Burstow commits to an increased funding in this area. I hope there is a consideration to the access to referrals across the board and across all age groups and the funding isn’t clustered around adults of working age, I don’t remain particularly hopeful however.
This little sentence made my heart droop a little bit
Our NHS White Paper – with its plans to replace process targets with a new focus on patient outcomes – will help to achieve this.
Over this summer, we are discussing with patients and clinicians which “outcome” measures should be used to judge the health service in the future.
Targets or outcomes – perhaps because I’m not involved in the ways and means of measurements but I don’t see the benefits of one over the other as both can be massaged in any way chosen. Measured outcomes sounds good. We absolutely want people to ‘get better’. But who is judging how ‘better’ someone is and what is the baseline? It is still a bit too ‘tidy’ when ‘better’ means many different things. It might mean someone getting back to work if they have been off for a long period of time – it might mean being able to do things previously they weren’t able to but it is often as not a snapshot judgement and while I know it is the way we are going – we are being measured currently on outcome delivery, it doesn’t seem to guarantee a quality service is being delivered.

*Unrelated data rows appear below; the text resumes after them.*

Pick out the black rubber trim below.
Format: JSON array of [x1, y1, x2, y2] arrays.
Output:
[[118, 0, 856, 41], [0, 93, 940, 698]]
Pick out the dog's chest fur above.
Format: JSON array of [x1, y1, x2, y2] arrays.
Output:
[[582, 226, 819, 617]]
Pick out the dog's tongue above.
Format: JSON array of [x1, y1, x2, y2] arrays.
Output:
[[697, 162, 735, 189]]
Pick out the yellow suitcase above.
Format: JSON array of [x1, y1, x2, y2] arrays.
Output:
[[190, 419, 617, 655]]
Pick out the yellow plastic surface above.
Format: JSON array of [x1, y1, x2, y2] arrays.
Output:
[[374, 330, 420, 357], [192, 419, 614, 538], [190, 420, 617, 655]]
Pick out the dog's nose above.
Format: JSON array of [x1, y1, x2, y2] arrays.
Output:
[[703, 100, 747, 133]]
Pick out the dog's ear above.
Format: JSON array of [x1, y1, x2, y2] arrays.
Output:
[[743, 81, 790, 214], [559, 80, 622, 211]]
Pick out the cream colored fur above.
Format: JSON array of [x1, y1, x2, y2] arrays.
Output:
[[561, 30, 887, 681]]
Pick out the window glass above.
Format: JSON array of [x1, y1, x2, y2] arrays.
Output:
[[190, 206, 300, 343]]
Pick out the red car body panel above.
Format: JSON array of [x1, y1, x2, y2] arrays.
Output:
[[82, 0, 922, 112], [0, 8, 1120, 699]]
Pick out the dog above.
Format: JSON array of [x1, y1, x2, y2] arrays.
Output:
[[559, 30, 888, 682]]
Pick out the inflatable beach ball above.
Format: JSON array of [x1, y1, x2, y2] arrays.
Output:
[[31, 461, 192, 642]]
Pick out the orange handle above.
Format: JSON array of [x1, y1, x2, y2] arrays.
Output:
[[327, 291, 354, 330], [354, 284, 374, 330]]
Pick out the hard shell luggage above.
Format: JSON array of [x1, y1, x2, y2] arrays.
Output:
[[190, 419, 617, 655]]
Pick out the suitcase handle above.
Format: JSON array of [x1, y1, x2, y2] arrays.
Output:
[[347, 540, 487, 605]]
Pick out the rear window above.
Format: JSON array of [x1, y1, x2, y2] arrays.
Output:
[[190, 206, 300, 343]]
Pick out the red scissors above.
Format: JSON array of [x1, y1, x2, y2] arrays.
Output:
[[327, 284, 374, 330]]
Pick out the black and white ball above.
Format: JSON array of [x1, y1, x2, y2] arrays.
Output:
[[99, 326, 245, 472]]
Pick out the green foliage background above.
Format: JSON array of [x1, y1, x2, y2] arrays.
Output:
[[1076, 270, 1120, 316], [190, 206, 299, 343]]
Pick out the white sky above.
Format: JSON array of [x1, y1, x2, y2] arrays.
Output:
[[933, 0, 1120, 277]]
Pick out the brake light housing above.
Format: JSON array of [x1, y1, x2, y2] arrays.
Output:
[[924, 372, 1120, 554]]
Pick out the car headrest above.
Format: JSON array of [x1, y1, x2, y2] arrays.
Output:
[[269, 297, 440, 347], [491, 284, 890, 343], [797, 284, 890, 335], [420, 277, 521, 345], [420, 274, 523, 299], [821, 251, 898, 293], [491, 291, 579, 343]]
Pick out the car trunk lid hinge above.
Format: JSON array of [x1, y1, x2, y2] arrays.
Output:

I can’t think of a way around quantifying the work we do – which is what is demanded. The only measure I can get my head around is actually asking the people we work with and their family members if our input has been more positive and useful but that isn’t ‘measureable’. Maybe it is due to the ways the outcome measures work that I feel a little cynical about them and the ease with which they can be manipulated – not necessarily maliciously but judging someone who has a fluctuating mental state between one week and the next may deliver different outcomes as might completely unrelated external factors – a recent bereavement, a new relationship – things over which the role of the professional would not make a difference.
Back to Burstow though and he does seem to be saying the ‘right’ things about tackling mental health through pubilc health initiatives and it shows that at least there is a sensitivity to the needs of mental health services in the country.
I do both wonder and worry where the next steps of this government will take us. As long as there is an agenda to stigmatise those who are dependent on state benefits and to cut preventative services across the board, there is not likely to be a whole person approach to mental health across different departments. Maybe if the Department of Health spoke to the Department of Work and Pensions a little more openly there would actually be some government money being saved in terms of prevention.
As a front-line practitioner, it’s easy for me to say that money should be pumped in here, there and everywhere and I’m aware of that. I know it won’t be. I am no macro-economist.
What I do see though is false savings in chronic care which lead to more expensive acute needs.
What I see is financial responsibilities for individuals between pushed between health and social services because neither want to take up the budgets and where the only person to suffer is the one for whom we should be caring.
As long as issues are dealt with within siloed budget streams of one department or another, it’s unlikely that the more global savings despite earlier outlays will be accounted for.
As for Burstow, he has the right honeyed words but he will be judged purely on what he and his government deliver.